Inside the reception center, where journalists were not allowed to follow him, Salvini met with about a hundred migrants, including women and children, who arrived in the country on Friday night, hours after the swearing-in of his government. vice president.

The seaside, fenced concrete installation is one of the First Reception Centers (KEPY), or "hotspots", established after 2015 in Italy, as the European Union insisted, so that people arriving in Italy are registered there and not may apply for asylum in another Member State.

EU Home Affairs ministers are expected to discuss the revision of the Dublin Regulation at their council in Luxembourg on Tuesday, but Salvini has already announced that he will not be there: he will be in the Italian parliament, where the alliance government will ask for a vote of confidence. and the Five Star Movement (M5S).

However, it has already made it clear that it opposes the proposed revision of the European regulation, which it says "condemns" the Mediterranean countries.

And what exactly is the idea of ​​the new government in Rome about where the migrants who are saved at sea will land, apart from Italy? "My goal is not to send them to Europe, but to reduce departures," Salvini said, referring to an "obvious imbalance in management, numbers and costs" in the EU's immigration crisis plan. .
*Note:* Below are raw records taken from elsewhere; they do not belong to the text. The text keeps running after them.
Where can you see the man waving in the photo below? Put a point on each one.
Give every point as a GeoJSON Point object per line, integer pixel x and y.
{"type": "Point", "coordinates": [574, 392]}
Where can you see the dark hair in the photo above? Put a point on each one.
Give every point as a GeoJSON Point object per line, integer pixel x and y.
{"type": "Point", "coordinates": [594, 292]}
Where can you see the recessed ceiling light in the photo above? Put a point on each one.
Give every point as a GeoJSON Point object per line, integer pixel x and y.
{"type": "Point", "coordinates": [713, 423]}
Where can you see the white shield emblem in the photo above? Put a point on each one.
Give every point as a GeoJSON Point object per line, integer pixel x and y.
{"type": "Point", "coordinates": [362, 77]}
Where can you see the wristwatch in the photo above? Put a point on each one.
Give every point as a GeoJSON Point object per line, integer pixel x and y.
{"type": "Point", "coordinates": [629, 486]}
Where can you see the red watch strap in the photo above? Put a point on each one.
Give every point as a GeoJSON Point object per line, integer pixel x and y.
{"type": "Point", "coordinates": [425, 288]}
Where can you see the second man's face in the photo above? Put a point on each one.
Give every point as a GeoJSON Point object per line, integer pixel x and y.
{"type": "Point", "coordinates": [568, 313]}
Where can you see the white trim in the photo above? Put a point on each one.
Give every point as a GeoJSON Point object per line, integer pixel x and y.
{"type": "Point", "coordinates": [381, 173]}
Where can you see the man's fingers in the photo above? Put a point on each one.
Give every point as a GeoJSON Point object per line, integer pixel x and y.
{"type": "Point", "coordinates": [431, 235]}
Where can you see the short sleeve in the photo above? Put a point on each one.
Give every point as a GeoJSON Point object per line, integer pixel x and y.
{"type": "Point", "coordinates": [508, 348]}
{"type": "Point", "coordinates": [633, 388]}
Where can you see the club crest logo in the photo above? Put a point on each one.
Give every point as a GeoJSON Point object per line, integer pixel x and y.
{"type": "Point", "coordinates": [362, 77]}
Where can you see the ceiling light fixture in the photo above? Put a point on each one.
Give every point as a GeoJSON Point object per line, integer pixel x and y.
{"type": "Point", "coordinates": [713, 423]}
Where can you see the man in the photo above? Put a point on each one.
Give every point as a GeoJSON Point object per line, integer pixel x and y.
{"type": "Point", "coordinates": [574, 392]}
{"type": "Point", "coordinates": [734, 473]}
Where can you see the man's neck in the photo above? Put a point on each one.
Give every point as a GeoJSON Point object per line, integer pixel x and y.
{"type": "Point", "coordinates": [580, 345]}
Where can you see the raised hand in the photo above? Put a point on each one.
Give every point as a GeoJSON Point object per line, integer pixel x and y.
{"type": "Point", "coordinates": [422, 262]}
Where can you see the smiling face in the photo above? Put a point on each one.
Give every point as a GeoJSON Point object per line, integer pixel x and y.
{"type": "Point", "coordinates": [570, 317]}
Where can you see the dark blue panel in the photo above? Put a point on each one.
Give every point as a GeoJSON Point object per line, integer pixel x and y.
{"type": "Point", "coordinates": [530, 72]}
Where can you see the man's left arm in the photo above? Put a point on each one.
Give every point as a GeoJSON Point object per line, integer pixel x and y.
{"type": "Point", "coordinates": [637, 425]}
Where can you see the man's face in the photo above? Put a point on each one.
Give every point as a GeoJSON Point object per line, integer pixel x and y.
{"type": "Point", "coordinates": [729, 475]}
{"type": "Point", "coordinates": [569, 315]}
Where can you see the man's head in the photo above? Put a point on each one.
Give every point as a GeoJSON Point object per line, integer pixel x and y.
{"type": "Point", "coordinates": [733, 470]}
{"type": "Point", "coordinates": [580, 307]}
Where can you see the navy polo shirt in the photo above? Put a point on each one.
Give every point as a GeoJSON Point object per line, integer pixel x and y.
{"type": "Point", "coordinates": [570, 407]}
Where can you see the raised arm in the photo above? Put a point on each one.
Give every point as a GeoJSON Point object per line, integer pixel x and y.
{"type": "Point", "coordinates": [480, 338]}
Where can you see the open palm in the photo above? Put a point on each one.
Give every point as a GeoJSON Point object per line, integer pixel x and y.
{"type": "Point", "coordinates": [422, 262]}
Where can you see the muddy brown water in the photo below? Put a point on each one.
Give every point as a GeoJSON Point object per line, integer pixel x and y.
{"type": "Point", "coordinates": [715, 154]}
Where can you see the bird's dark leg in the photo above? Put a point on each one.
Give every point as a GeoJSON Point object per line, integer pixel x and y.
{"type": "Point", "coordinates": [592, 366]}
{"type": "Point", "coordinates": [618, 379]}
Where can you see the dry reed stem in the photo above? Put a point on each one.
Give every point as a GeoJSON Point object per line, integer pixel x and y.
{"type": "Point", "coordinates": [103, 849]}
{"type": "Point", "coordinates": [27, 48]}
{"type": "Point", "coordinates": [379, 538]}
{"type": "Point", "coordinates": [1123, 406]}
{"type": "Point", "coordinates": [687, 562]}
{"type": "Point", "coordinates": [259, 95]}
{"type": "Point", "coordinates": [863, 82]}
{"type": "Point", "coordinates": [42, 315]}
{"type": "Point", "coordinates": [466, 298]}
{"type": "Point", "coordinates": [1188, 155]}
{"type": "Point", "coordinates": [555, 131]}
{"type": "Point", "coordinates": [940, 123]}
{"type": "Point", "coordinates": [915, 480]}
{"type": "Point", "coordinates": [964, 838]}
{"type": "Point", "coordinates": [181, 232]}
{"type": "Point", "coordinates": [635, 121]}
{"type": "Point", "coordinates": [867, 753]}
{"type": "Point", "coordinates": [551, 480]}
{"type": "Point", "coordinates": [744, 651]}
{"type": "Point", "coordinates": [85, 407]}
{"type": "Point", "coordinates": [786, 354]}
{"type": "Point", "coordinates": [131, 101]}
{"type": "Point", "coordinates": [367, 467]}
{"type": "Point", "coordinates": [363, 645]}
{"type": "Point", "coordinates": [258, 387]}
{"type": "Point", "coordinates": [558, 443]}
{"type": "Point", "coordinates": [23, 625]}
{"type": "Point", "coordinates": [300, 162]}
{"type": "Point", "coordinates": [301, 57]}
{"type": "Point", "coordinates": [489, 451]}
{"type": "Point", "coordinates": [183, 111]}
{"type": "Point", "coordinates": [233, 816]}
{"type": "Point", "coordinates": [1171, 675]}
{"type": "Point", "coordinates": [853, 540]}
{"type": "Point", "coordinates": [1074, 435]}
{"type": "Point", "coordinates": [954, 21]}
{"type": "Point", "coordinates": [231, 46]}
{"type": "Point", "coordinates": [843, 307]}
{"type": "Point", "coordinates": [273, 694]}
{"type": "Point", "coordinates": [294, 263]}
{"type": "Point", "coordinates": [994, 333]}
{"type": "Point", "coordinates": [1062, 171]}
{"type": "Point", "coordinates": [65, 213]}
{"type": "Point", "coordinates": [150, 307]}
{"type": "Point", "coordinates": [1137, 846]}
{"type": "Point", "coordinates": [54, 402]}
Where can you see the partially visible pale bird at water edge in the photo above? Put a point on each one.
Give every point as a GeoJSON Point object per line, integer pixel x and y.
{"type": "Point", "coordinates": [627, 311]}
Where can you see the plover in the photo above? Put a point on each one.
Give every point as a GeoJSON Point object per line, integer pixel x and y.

Thanks to the controversial arrangements of the previous, center-left government with the Libyan government, arrivals have already dropped by 75% since the summer of 2017. However, despite their 12% increase, deportations did not exceed 6.500 last year and the their multiplication will cost dearly.

To raise funds quickly, Salvini wants a "solid cut" of money to accommodate the approximately 170.000 asylum seekers currently housed across the country. However, many voices warn that the money spent, if allocated properly, can create jobs for Italians and revitalize abandoned rural areas.